Amphiphilic Hyperbranched Polyglycerol Enables Size‑Controlled, Stable Gold Nanoparticles for Hydrocarbon‑Based Nanofluids

Background

Endothermic hydrocarbon fuels are crucial in aerospace for their high energy density and regenerative cooling potential. Catalytic cracking, typically promoted by noble metal nanoparticles (NPs) such as Pt, Pd, and Au, enhances fuel conversion and heat sink properties. Prior studies have shown Pt and Pd NPs lower the cracking onset temperature of JP‑10 from 650 °C to 600 °C, while Pd NPs in decalin and aviation kerosene increase conversion, gas yield, and heat sink. Our earlier work demonstrated that Au NPs dispersed in JP‑10 exhibit higher catalytic activity than the pure fuel. However, maintaining a stable solid‑liquid suspension of NPs in hydrocarbons remains challenging.

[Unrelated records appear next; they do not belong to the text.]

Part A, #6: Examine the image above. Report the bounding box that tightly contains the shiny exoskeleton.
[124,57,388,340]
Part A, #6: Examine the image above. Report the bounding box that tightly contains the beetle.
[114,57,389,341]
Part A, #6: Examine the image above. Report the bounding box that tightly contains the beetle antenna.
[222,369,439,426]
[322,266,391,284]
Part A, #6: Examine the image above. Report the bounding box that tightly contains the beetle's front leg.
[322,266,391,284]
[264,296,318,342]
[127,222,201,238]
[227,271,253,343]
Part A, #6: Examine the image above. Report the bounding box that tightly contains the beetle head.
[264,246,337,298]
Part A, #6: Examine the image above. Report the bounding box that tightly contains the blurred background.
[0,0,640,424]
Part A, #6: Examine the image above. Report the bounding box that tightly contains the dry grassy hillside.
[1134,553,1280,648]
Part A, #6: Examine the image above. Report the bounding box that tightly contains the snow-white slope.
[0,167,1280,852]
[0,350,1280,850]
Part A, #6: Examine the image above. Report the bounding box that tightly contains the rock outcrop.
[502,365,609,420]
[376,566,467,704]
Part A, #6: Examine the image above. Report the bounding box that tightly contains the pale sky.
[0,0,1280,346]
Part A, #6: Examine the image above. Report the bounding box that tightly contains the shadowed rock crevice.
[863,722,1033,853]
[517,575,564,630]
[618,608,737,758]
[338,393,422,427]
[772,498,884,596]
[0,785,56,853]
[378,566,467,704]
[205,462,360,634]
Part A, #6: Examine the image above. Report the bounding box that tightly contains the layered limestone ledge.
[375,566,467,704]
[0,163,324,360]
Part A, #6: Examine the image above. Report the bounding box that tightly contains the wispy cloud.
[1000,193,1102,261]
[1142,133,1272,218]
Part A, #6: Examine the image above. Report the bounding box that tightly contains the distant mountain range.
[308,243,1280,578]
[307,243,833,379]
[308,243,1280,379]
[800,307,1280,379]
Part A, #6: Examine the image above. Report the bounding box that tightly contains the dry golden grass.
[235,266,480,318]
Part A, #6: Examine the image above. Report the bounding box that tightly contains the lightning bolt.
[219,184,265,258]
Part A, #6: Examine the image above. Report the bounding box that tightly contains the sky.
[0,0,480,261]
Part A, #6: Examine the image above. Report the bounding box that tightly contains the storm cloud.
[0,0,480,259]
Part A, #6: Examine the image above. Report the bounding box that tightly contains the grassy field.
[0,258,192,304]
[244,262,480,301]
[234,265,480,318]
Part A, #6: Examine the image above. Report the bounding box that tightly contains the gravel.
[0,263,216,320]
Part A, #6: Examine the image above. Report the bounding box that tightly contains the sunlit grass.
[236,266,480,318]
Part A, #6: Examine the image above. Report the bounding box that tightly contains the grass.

Coating NPs with protective layers is a proven strategy to improve stability. Hyperbranched polymers, particularly hyperbranched polyglycerol (HPG), offer a globular architecture with abundant hydroxyl termini, making them ideal for hosting and stabilizing metal NPs. HPG has been successfully employed to synthesize a variety of inorganic nanocrystals with excellent biocompatibility and to act as initiators for hydrocarbon cracking. Modifying HPG with thioether groups—via thiol‑ene click chemistry—introduces soft‑metal binding sites that can further stabilize metal NPs, yet few examples of thioether‑substituted hyperbranched polymers exist.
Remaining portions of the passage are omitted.